There have been, the article notes, some corporate success stories with regards to CSR.
“CSR has got more focused: there are fewer opera houses, more productive partnerships with NGOs. Greenery, in particular, has paid off for some companies’ shareholders. Toyota stole a march on other carmakers by appearing greener. European power companies which helped set up the continent’s carbon-trading system did extremely well out of it.”
With politicians touting support for “green-collar” jobs, companies that appear environmentally friendly are likely to do well in the future — at least in the public affairs arena. Whether it helps the bottom line is still an open question.
“Some people complain that this sort of ‘good corporate citizenship’ is merely another form of self-interest. Correct — and good. They should be happy that this category has grown. The difficulties with CSR come when companies get it out of proportion. For instance, there is a lot of guff about responsibility being at the core of a firm’s strategy. But even the business gurus who promote the idea admit that examples are scarce. And being a champion at responsibility does not guarantee great financial results, as recent setbacks at Starbucks and Marks & Spencer have shown. An inconvenient truth for advocates of CSR is that the connection between good corporate behaviour and good financial performance is fuzzy at best.”
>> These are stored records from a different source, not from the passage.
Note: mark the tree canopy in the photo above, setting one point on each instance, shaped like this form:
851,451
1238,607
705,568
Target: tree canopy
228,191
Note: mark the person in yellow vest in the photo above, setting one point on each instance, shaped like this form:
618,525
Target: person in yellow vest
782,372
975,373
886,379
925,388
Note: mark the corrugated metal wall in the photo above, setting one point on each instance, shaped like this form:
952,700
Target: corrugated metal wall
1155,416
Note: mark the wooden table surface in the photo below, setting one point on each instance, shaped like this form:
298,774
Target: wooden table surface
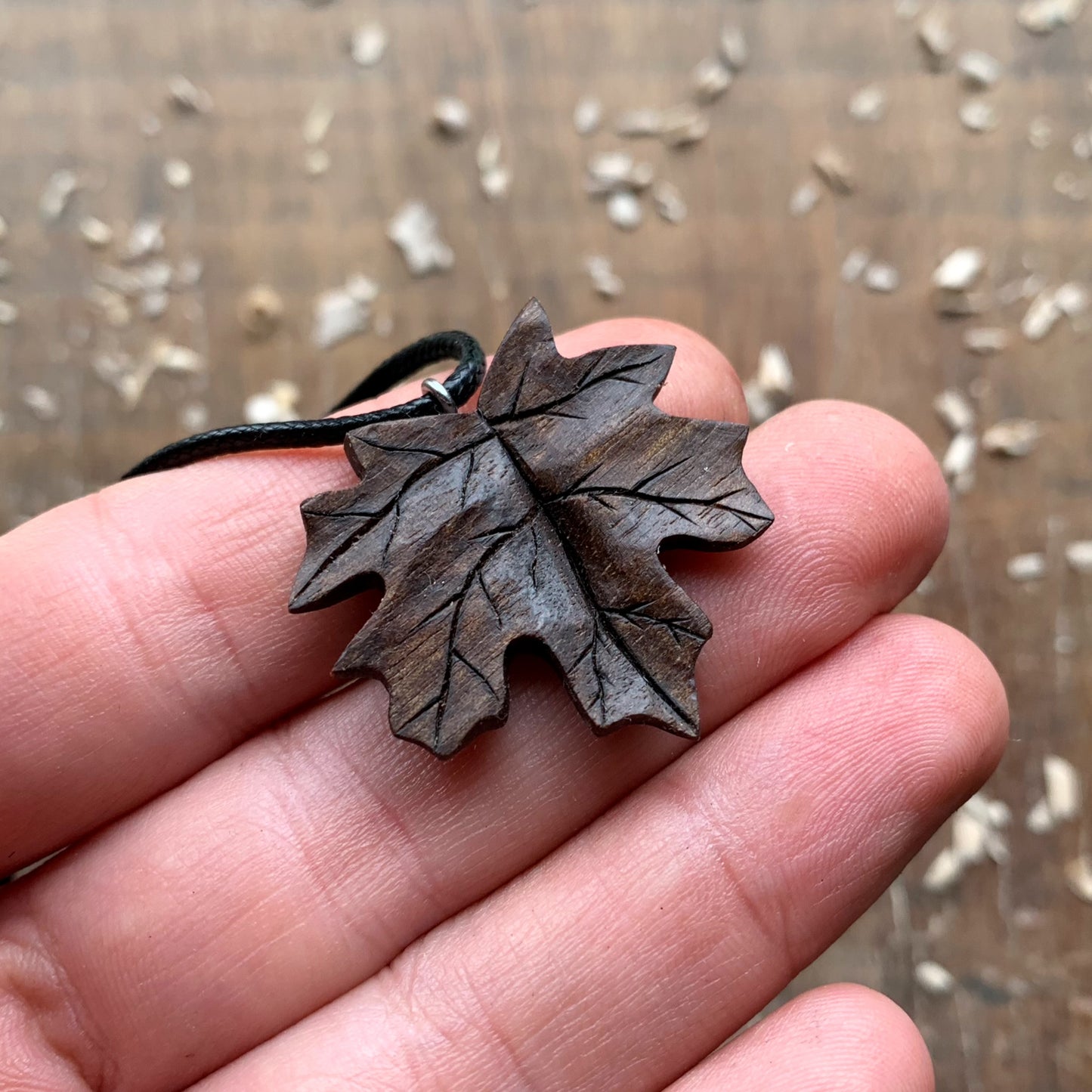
76,76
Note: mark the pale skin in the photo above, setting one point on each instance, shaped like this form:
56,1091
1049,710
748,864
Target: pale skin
265,890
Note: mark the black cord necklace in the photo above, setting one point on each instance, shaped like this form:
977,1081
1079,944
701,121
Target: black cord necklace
438,398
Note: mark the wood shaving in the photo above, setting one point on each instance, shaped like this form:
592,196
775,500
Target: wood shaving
588,116
1072,299
623,210
611,169
58,193
153,305
145,238
977,116
710,79
881,277
1025,568
317,124
340,314
775,375
188,273
682,125
177,174
669,203
640,122
163,353
260,311
193,416
985,341
977,69
95,232
367,45
954,410
869,104
1040,134
936,39
1041,318
1063,789
1070,186
451,116
834,169
1016,437
604,280
1079,556
854,265
960,270
934,979
187,97
1079,877
1043,17
957,462
804,198
944,871
493,177
277,404
734,49
44,404
316,162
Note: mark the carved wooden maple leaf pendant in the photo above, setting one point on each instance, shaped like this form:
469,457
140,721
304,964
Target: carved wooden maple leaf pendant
539,515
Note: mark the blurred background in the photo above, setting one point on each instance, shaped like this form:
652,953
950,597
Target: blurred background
198,199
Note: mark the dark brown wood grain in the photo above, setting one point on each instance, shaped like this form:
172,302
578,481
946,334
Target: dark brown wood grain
537,517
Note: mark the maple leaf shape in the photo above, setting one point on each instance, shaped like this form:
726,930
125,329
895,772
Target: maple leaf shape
539,515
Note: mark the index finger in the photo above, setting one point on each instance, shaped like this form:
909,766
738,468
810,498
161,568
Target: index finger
147,630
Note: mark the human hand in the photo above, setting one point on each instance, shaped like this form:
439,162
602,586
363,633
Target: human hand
279,895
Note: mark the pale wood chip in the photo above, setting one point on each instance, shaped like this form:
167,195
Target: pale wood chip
710,79
854,265
934,979
1042,317
669,203
623,210
935,37
1079,556
734,48
367,45
869,104
977,116
57,194
1079,877
187,97
954,411
588,116
317,124
604,280
804,198
944,871
881,277
44,404
985,341
260,311
834,169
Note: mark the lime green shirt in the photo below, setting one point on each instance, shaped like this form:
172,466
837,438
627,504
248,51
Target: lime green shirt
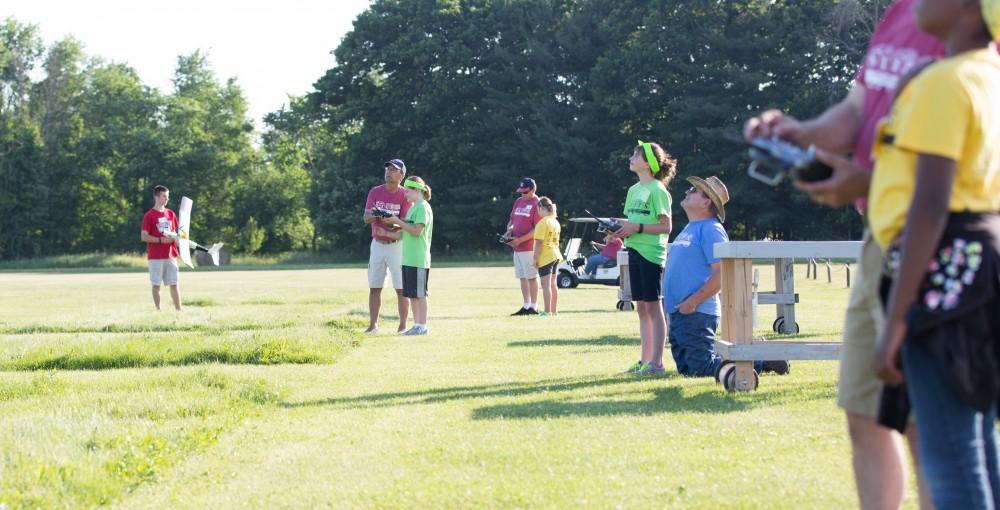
644,205
417,249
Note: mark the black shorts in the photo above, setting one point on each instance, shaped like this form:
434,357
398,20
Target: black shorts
645,277
415,281
548,269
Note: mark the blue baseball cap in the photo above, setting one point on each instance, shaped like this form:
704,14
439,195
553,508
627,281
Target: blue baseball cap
527,184
397,164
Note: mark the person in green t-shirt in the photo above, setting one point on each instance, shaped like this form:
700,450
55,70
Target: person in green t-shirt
645,229
546,255
417,229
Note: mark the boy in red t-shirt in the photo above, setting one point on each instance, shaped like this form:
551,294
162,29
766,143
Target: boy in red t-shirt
159,231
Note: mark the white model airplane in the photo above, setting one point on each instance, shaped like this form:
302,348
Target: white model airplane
182,236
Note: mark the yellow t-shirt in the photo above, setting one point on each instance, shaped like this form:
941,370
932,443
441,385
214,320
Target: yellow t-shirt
547,231
951,110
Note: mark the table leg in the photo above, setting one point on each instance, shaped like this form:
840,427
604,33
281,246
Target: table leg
737,315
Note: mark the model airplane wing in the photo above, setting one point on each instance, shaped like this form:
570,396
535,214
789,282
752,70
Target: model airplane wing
184,231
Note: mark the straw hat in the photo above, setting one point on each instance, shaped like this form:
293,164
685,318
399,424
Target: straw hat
715,191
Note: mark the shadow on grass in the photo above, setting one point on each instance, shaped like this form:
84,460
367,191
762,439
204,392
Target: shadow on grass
666,399
145,328
606,340
435,395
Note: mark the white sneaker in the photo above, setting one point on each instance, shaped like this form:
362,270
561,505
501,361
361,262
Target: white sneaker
416,330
Does that mean that corporate social responsiblity should be abandoned. Not quite.
“The latest academic research suggests that a positive link exists, but that it is a weak one. Of course, it’s not clear which way the causality runs — whether profitable companies feel rich enough to splash out on CSR, or CSR brings profits. Either way, there is no evidence to suggest that CSR is destroying shareholder value, as Milton Friedman and others feared. But nor is it obviously the most productive way for managers to spend their energies.”
Most corporate social responsibility will likely be conducted in enlightened self-interest. For example, health programs will supported in areas where health challenges keep workers off the job. Education will be supported in areas where educated workers increase efficiency.
“If companies need to be vigilant about the limits of CSR, the same applies even more to society as a whole. A dangerous myth is gaining ground: that unadorned capitalism fails to serve the public interest. Profits are not good, goes the logic of much CSR; hence the attraction of turning companies into instruments of social policy. In fact, the opposite is true. The main contribution of companies to society comes precisely from those profits (and the products, services, salaries and ideas that competitive capitalism creates). If the business of business stops being business, we all lose. … Above all, it is governments, not firms, that should arbitrate between interest groups for the public interest. So the apparent triumph of CSR should prompt humility, not hubris. There is money to be made in doing good. But firms are not there to solve the world’s political problems. It is the job of governments to govern; don’t let them wiggle out of it.”
I agree that the best thing businesses can do is provide good jobs that pay fair wages. Good jobs help people out of poverty while increasing their self-esteem. CSR is appropriate when it comes to companies acting more “green,” but they must stay in business (which means they must be profitable) if they are going to support other socially responsible causes as well.